Drug addiction is a condition in which a person uses a drug so much that it interferes with daily life. Treatment involves behavioral therapy, counseling, and rehabilitation.

Drug Addiction Overview

Reviewed: May 19, 2014

Drug addiction is a complex illness characterized by intense and, at times, uncontrollable craving for a drug, as well as compulsive drug seeking and use that persist even in the face of devastating consequences. The path to drug addiction begins with the voluntary act of taking drugs, but, over time, a person's ability to choose not to use the drug becomes compromised, and seeking and consuming the drug becomes compulsive. This behavior results largely from the effects of prolonged drug exposure on brain functioning. Addiction is a brain disease that affects multiple brain circuits, including those involved in reward and motivation, learning and memory, and inhibitory control over behavior.

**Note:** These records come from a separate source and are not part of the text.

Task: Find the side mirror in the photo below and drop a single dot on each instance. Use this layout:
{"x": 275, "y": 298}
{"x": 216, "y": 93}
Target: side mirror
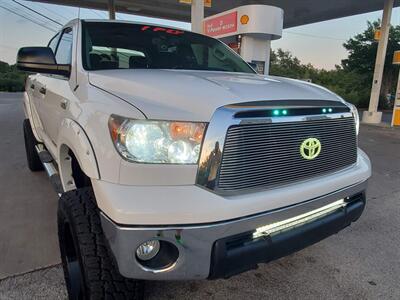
{"x": 253, "y": 65}
{"x": 40, "y": 60}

Because drug abuse and addiction have so many dimensions and disrupt so many aspects of an individual's life, treatment is not simple. Effective treatment programs typically incorporate many components, each directed to a particular aspect of the illness and its consequences. Addiction treatment must help the individual stop using drugs, maintain a drug-free lifestyle, and achieve productive functioning in the family, at work, and in society. Because addiction is typically a chronic disease, people cannot simply stop using drugs for a few days and be cured. Most patients require long-term or repeated episodes of care to achieve the ultimate goal of sustained abstinence and recovery of their lives.

Drug addiction can be treated, but there is no cure. It is a long-term disease that people must learn to manage. Most treatment plans for addiction involve behavioral changes, cognitive therapy, and rehabilitation programs.

Drug Addiction Symptoms

The hallmark symptom of any addiction is the inability to stop or limit the use of a drug.

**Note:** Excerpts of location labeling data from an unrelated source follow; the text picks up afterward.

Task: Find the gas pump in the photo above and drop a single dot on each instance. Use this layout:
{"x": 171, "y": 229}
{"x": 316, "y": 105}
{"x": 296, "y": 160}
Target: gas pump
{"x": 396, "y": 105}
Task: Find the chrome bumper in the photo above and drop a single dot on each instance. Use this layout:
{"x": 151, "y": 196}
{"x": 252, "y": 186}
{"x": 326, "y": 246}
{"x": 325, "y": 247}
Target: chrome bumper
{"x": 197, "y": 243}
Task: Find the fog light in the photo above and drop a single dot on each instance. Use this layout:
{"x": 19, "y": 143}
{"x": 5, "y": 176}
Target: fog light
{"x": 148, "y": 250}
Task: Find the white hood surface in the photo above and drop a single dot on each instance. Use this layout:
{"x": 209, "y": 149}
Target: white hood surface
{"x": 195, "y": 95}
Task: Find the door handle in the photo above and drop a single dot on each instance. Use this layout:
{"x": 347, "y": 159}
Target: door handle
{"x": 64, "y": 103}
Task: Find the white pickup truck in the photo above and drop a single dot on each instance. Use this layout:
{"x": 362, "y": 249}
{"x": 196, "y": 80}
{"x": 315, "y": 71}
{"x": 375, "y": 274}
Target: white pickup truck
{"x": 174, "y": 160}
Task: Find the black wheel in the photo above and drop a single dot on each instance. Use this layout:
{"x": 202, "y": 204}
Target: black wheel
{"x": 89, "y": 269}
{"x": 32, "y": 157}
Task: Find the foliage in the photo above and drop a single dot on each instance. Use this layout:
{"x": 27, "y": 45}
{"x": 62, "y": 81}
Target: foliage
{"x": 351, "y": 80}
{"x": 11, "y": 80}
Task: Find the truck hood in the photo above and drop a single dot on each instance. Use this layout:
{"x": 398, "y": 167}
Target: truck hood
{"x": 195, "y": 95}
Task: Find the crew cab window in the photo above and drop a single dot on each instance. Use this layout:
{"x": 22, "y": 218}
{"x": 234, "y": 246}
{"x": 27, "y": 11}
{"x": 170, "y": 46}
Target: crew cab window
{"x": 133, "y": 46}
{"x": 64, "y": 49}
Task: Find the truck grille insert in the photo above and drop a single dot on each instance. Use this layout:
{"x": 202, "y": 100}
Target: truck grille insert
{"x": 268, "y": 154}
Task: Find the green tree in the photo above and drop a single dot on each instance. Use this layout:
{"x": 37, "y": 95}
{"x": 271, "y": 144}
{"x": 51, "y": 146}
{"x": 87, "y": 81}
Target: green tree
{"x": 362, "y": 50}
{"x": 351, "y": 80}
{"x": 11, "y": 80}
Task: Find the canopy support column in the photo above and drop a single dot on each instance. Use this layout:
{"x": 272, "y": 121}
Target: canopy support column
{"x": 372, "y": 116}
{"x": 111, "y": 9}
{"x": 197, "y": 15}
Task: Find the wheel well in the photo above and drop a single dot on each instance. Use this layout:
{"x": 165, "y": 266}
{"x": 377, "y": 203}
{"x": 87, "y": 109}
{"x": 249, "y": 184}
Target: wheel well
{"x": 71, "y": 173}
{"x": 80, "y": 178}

You may also experience the following symptoms:

  • Craving or compulsion to use the drug
  • Increasing amounts of the drug are needed to achieve the desired effect
  • Irritability, anxiety, shaking, and nausea if you attempt to stop using the drug
  • Impaired work, social, and family responsibilities when you use the drug
  • Feelings of shame, guilt, hopelessness, and failure
  • Anxiety or depression
See your doctor or health care provider if you think you have an addiction.

Drug Addiction Causes

There are no specific causes of drug addiction. There is no way to accurately predict who will become dependent on the use of a drug.

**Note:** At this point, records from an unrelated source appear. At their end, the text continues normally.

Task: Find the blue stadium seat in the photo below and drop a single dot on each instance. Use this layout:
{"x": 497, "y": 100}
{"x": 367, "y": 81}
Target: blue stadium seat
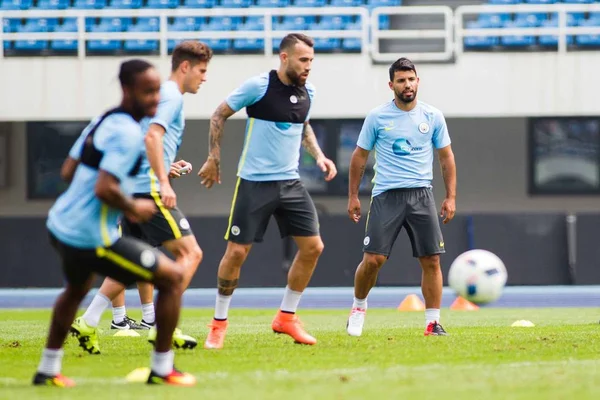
{"x": 89, "y": 4}
{"x": 223, "y": 23}
{"x": 186, "y": 24}
{"x": 125, "y": 4}
{"x": 273, "y": 3}
{"x": 481, "y": 42}
{"x": 15, "y": 4}
{"x": 35, "y": 25}
{"x": 52, "y": 4}
{"x": 68, "y": 25}
{"x": 345, "y": 3}
{"x": 248, "y": 44}
{"x": 504, "y": 2}
{"x": 384, "y": 22}
{"x": 351, "y": 44}
{"x": 8, "y": 26}
{"x": 162, "y": 3}
{"x": 310, "y": 3}
{"x": 551, "y": 40}
{"x": 291, "y": 23}
{"x": 383, "y": 3}
{"x": 518, "y": 40}
{"x": 327, "y": 44}
{"x": 108, "y": 25}
{"x": 199, "y": 3}
{"x": 589, "y": 40}
{"x": 235, "y": 3}
{"x": 254, "y": 23}
{"x": 533, "y": 19}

Any substance or activity that is pleasurable can become an addiction by impacting the reward, motivation, and memory pathways of the brain.

People of all ages, life stages, and socioeconomic strata can be affected by addiction. A combination of genetic, environmental, and developmental factors likely contributes to and increases the risk of addiction. You are more likely to experience addiction if you:

  • Have parents or older family members who suffer from addiction or are involved in criminal behavior
  • Have friends who suffer from addiction
  • Experience academic failures or have poor social skills
  • Have unstable family relationships
  • Have mental illness
  • Experienced trauma or abuse

Drug Addiction Diagnosis

Most drug addictions are diagnosed on the basis of your symptoms and behaviors. There are no specific tests to diagnose addiction.

Living With Drug Addiction

Living with drug addiction is difficult and can be debilitating. Daily activities and relationships are negatively affected. However, help is available for the person suffering from addiction and the families. Many support services and organization can help live with and manage addiction. Living with and overcoming drug addiction is easier with encouragement, comfort, and guidance.

Drug Addiction Treatments

Drug addiction is treatable, though there is no cure. Most addictions are life-long diseases that require consistent management to prevent relapses to unhealthy behaviors or new addictions. Most people seek treatment for addiction because a court ordered them to do so or family members encouraged them to obtain help. Fortunately, people can benefit from treatment programs regardless of the initial motivation for seeking treatment.

The first phase of addiction treatment is withdrawal from the substance or activity. You will likely experience physical and/or psychological effects of withdrawal, including nausea, vomiting, chills, sweating, muscle cramps and aches, sleeplessness, changes in heart rate, fever, anxiety, depression, irritability, and mood swings. Medical supervision is recommended for some substance addictions and medications can be used to manage the effects of withdrawal of certain substances. For example, methadone (Methadose), buprenorphine (Butrans, Buprenex), and naltrexone (Revia, Vivtrol) are effective for treating opiate addictions; nicotine replacement systems, including patches, gums, sprays, and lozenges, are effective for treating tobacco addictions; and naltrexone (Revia, Vivtrol), acamprosate (Campral), and disulfiram (Antabuse) are effective for treating alcohol addictions.

Behavioral therapy and counseling helps identify, avoid, and cope with situations that make you want to use the substance or activity of the addiction. Family therapy teaches the family of the person suffering from addiction to provide a safe and supportive environment.

Rehabilitation programs help people who are overcoming addictions to regain life skills.

No single treatment approach is appropriate for every person or every addiction. Treatment should be individualized and continually assessed to ensure that it meets the changing needs of the person with addiction.